Fourier space images for 2.5 µm and 4 µm wide nanostripes are presented in Figs. 2(a) and 2(b), respectively. These images were recorded at a wavelength of 750 nm. This wavelength was chosen to clearly show the higher order leaky PSPP mode of the wider nanostripes. As discussed above, the inner circles in these images correspond to the condition for total internal reflection of light (k/k0 = 1), and the image is cropped at k/k0 = NA.9,20,22,23 The wavevector for the leaky mode appears as a horizontal line, which is very close to the light line (k/k0 slightly greater than 1). Figures 2(c) and 2(d) show line profiles extracted from the Fourier space images in panels (a) and (b). The black markers are the experimental measurements, and the red lines are the results of the finite elements simulations. The peaks in the experimental line profiles give the values of kSPP. In the calculations, the features in the Fourier space images were modeled as Lorentzians with peaks at k/k0 = neff and widths of 2α.

FIG. 2.

False color Fourier plane images of leaky PSPP modes for (a) a 2.5 µm wide nanostripe and (b) a 4 µm wide nanostripe, both taken at a wavelength of 750 nm. The images have been cropped at k/k0 = NA, and the yellow dashed line shows k/k0 = 1. (c) and (d): line profiles extracted from the Fourier plane images for the 2.5 µm and the 4 µm wide stripes (black symbols) and calculated from finite element simulations (red lines).

FIG. 2.

False color Fourier plane images of leaky PSPP modes for (a) a 2.5 µm wide nanostripe and (b) a 4 µm wide nanostripe, both taken at a wavelength of 750 nm. The images have been cropped at k/k0 = NA, and the yellow dashed line shows k/k0 = 1. (c) and (d): line profiles extracted from the Fourier plane images for the 2.5 µm and the 4 µm wide stripes (black symbols) and calculated from finite element simulations (red lines).

Close modal

The most important point from Fig. 2 is that there is only one feature in the BFP image for the 2.5 µm wide nanostripe, whereas two features appear for the 4 µm nanostripes. Noble metal nanostructures on dielectric substrates have a series of leaky modes that suffer width and wavelength dependent cutoffs.23,27 The smaller wavevector feature in Fig. 2(d) near k/k0 = 1.01 is assigned to the second order leaky mode for the 4 µm nanostripe. The presence of this mode complicates the analysis of the experiments in several ways.
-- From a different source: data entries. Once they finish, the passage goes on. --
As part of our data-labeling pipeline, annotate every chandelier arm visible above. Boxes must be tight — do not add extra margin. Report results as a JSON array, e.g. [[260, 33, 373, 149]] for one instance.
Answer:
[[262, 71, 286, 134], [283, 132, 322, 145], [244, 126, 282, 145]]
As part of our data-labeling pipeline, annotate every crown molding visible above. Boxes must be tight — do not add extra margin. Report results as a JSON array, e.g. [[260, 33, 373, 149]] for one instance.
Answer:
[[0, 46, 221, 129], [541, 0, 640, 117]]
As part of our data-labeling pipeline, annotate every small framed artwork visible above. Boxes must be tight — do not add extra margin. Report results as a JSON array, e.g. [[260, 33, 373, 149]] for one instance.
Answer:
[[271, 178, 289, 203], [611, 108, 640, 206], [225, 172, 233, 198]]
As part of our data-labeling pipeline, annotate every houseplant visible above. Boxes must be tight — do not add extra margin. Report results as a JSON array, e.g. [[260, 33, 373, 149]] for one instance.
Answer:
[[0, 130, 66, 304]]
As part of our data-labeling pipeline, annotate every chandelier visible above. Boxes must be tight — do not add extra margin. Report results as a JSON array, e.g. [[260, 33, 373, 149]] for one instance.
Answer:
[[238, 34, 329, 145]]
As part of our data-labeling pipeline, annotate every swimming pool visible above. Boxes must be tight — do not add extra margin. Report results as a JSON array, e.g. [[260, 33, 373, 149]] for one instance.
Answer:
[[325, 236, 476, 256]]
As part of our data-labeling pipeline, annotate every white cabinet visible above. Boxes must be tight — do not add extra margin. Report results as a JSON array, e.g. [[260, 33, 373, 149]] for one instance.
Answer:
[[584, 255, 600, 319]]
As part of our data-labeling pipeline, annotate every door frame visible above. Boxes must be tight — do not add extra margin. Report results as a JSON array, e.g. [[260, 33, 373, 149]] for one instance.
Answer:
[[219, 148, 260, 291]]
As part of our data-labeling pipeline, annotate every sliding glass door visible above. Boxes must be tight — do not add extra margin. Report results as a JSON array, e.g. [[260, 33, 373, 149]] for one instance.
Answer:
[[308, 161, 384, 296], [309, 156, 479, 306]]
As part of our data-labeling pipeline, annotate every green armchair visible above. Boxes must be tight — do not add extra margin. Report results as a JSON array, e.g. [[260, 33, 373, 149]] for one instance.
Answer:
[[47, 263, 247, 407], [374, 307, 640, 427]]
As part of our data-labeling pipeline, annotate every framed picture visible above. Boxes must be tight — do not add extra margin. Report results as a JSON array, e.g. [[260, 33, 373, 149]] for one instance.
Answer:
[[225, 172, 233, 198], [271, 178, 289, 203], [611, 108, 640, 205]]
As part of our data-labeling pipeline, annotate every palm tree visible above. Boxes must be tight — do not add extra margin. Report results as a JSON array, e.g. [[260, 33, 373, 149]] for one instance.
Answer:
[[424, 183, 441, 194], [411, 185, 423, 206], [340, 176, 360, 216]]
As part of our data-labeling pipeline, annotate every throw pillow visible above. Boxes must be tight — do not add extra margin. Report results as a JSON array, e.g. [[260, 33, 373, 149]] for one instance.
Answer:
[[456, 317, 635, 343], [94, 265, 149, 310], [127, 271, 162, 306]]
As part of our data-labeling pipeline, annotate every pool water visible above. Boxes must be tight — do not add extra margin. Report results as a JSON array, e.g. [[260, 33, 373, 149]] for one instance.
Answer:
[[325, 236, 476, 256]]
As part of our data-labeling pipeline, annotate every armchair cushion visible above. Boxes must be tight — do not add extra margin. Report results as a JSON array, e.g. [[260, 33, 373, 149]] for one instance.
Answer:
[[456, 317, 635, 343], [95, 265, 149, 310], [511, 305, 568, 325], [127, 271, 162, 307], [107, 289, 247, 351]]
First, it makes it harder to measure the propagation lengths in the real space images. The different order leaky modes have different propagation lengths,24 which can be difficult to deconvolute in the images. The presence of two or more leaky modes also complicates the analysis of the Fourier space images, which means that the wavevector measurements are less accurate. Indeed, the agreement between the simulations and the experiments is much better for the 2.5 µm nanostripes in Fig. 2(c) compared to 4 µm nanostripes in Fig. 2(d). Thus, in our study of CID effects, only nanostripes with widths under 4 µm were interrogated so that only a single leaky mode is present at the wavelengths used in the experiments (λ = 850 nm for the experiments reported below).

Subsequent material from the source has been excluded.